What these Shapley values do,

they tell you how much each input variable

is contributing to an individual prediction for a model.

That's away from the average predicted value

across the input dataset

and your input dataset is going to come from your training data.

Shapley values are additive,

which makes them really nice and easy to interpret and understand.

Every prediction can be written as a sum of your Shapley values

plus that average predicted value,

which we refer to as the Shapley intercept in JMP.

They can be computationally intensive

to compute if you have a lot of input values, input variables in your model

or if you're trying to create Shapley values for a lot of predictions.

We try to give some options for helping to reduce time in JMP .

These Shapley values, as Peter mentioned,

were added to the prediction profiler for quite a few of the models in JMP Pro17

and they're also available in the graph profiler.

They're available for Fit Least S quares Nominal Logistic, O rdinal Logistics,

Neural, Gen Reg, P artition, Bootstrap Forest and Boosted Tree.

They're also available if you have the XB oost Add -In.

Except in that Add-I n, they're available from the model menu

and not from the prediction profiler.

Okay, next slide.

In this slide I want to just look at some of the predictions from Peter's model.

This is from a model using five input variables.

These are stack bar charts of the first three predictions

coming from the first three rows of his data.

On the left you see a stack bar chart of the Shapley values for the first row.

That first prediction is 11.184 production barrels

in hundreds of thousands.

Each color in that bar graph is divided out by the different input variables.

Inside the bars are the Shapley values.

If you add up all of those values, plus the Shapley intercept

that I have in the middle of the graph, you get that prediction value.

This is showing you that first of all, all of these are making

positive contributions to the production and they show you how much, so the size,

I can see that longitude and proppant

are contributing the most for this particular prediction.

Then if I look to the right side to the third prediction,

which is 2.916 production barrels and hundreds of thousands,

I can see that two of my input variables

are contributing positively to my production

and three of them are having negative contributions,

the bottom three here.

You can use graphs like this to help visualize your Shapley Values .

That helps you really understand

these individual predictions.

Next slide.

This is just one of many types of graphs

you can create.

The Shapley values get saved into your data table.

You can manipulate them

and create all kinds of graphs in Graph Builder and JMP.
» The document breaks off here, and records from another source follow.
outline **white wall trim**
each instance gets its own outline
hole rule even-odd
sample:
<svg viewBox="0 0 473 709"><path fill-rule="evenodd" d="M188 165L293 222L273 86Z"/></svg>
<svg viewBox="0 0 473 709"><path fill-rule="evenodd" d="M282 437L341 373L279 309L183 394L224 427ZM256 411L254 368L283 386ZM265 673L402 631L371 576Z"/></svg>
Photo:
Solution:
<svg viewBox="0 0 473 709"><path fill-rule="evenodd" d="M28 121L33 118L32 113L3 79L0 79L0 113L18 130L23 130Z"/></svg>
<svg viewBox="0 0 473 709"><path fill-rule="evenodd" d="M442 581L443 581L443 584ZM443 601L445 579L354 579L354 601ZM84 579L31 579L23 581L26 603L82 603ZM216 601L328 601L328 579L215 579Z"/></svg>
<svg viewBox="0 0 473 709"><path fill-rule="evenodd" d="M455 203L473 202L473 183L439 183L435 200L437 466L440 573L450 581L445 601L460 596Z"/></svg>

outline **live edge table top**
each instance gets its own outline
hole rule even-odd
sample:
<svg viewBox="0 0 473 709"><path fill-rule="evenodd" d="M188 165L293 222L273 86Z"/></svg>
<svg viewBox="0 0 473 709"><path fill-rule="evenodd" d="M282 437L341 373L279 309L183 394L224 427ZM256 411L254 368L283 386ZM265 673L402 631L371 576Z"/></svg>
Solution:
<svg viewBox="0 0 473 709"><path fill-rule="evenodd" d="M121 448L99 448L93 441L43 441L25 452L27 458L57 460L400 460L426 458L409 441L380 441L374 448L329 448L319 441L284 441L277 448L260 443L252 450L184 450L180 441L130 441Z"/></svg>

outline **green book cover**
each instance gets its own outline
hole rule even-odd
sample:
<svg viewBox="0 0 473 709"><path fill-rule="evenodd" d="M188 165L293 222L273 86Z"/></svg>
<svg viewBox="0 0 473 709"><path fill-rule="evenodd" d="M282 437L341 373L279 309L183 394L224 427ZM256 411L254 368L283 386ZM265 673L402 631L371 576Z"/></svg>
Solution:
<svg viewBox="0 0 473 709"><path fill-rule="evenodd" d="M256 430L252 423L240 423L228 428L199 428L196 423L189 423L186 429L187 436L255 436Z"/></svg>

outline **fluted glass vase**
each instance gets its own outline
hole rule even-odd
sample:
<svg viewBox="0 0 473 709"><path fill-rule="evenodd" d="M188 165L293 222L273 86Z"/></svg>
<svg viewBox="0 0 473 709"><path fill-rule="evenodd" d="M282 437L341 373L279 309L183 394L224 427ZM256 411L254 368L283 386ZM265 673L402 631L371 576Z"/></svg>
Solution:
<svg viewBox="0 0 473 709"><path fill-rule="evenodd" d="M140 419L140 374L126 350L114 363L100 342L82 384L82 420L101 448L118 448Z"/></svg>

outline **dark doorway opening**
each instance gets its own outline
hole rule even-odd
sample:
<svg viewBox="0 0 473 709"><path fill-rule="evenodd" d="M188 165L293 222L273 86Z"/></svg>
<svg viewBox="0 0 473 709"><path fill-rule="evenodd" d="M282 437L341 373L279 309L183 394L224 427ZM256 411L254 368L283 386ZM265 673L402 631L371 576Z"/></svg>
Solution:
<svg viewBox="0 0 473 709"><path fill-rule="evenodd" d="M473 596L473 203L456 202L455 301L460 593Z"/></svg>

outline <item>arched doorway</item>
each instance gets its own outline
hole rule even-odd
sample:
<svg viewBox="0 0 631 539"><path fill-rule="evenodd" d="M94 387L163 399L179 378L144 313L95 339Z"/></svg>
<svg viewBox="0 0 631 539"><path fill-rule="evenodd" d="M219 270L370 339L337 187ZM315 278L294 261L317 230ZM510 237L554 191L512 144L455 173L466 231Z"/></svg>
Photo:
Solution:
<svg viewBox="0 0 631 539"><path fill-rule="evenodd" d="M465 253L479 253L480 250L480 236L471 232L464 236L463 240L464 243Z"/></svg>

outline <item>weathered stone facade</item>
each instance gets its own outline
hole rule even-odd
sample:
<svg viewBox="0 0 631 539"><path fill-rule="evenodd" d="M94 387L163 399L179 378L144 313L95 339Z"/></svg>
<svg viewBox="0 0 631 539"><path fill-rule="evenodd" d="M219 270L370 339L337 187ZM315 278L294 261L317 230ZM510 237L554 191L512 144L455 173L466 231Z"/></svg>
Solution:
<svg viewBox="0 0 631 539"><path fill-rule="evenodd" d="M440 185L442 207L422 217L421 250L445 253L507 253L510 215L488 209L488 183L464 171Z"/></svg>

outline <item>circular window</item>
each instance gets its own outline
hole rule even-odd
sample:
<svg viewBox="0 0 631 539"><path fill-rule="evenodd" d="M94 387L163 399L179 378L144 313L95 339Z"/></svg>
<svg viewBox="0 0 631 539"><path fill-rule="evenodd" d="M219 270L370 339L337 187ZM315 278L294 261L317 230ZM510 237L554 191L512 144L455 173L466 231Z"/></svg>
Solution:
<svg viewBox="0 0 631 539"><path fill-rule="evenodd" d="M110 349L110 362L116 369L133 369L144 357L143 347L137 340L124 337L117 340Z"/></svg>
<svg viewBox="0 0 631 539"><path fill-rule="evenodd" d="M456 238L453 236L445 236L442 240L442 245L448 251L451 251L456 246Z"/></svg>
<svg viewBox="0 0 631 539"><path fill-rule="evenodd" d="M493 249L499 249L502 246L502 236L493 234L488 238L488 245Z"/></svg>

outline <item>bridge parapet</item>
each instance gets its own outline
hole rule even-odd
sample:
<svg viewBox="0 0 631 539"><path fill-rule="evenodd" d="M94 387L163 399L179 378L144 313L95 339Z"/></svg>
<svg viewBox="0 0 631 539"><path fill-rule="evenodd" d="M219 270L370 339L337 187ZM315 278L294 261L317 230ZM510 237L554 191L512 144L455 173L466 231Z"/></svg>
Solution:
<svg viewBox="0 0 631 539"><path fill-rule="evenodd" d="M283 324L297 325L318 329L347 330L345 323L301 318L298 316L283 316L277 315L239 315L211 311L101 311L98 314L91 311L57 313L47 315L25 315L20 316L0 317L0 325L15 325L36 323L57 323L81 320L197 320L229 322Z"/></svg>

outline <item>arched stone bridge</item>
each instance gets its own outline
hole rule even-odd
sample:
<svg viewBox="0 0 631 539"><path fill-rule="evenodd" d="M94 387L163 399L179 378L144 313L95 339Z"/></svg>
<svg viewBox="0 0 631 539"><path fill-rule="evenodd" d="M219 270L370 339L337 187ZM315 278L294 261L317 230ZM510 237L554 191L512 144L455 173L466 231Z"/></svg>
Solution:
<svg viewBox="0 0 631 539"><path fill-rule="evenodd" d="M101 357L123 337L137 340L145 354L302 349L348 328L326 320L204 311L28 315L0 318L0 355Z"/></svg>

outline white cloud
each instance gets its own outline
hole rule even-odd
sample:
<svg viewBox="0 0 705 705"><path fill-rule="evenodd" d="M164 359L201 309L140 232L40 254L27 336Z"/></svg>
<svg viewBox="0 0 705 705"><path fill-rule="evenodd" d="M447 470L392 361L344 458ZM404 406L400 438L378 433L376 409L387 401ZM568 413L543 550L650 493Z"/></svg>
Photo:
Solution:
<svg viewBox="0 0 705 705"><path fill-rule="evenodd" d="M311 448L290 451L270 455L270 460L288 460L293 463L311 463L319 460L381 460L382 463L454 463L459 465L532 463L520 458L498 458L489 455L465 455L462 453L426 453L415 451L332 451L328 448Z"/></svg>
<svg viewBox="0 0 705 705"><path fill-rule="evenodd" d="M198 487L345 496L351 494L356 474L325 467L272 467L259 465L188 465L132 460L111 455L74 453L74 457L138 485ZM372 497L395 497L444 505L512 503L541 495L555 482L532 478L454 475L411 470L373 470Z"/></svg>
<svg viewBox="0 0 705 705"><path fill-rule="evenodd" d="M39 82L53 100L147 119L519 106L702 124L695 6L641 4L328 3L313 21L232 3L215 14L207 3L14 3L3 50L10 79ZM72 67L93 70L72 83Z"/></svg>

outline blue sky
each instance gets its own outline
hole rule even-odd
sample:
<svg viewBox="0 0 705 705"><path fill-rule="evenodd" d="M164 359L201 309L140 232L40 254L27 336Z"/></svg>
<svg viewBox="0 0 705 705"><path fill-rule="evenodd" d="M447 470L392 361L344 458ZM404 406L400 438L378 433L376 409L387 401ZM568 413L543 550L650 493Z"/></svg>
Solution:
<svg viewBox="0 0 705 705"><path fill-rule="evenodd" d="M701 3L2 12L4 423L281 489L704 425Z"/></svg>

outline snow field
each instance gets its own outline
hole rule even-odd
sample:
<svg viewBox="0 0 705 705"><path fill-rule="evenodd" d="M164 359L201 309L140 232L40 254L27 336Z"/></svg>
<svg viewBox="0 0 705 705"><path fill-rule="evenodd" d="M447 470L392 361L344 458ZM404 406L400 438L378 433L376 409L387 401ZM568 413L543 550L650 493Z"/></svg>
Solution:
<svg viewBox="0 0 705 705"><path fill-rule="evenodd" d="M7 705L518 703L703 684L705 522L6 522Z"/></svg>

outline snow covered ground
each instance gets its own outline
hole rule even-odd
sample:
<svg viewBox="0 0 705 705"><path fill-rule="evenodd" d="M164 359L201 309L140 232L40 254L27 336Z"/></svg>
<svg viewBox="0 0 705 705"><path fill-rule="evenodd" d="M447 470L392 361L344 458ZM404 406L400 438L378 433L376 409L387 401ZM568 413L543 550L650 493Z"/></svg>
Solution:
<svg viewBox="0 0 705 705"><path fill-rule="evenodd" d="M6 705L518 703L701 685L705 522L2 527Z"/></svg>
This graph is just a graph of all the Shapley values

from over 5,000 rows of the data split out by each input variable.

It just gives you an idea of the contributions of those variables,

both positive and negatively to the predictions.

Now I'm going to hand it back over to Peter.

Great. Thanks, Laura.

I think now we'll go ahead and transition to our second case study

that Florian is going to do.

Should I pass the screen share back to you?

Yeah, that would be great.

Make the transition.

Thanks for this first case study and thanks for the contributions.

Really interesting.

I hope we can bring some light onto a different kind of application

with our second case study.

I have given it the subtitle, Was it Torque?

Because that's a question we'll have hopefully answered

by the end of the second case study presentation.

This second case study is about predictive maintenance

and the particular aspects of why it is important to understand

your models in this scenario.

Most likely everybody can think that it's very important

to have a sense for when machines require maintenance.

Because if machines fail, then that's a lot of trouble,

a lot of costs, when plants have to shut down and so on.

It's really necessary to do preventative maintenance

to keep systems running.

A major task in this is to determine

when the maintenance should be performed

and not too early, not too late, certainly.

Therefore, it's a task to find a balance

which limits failures and also saves costs on maintenance.

There's a case study that we're using to highlight some functions features

and it's actually a synthetic data set

which comes from a published study.

The source is down there at the bottom.

You can find it.

It was published in the AI for Industry event in 2020.

The basic content of this dataset

is that it has six different features of process settings,

which are product or product type

which denotes for different quality variants.

Then we have air temperature,

process temperature, rotational speed, torque, and tool wear.

We have one main response and that is whether the machine fails or not.

When we think of questions

that we could answer with a model or models or generally data.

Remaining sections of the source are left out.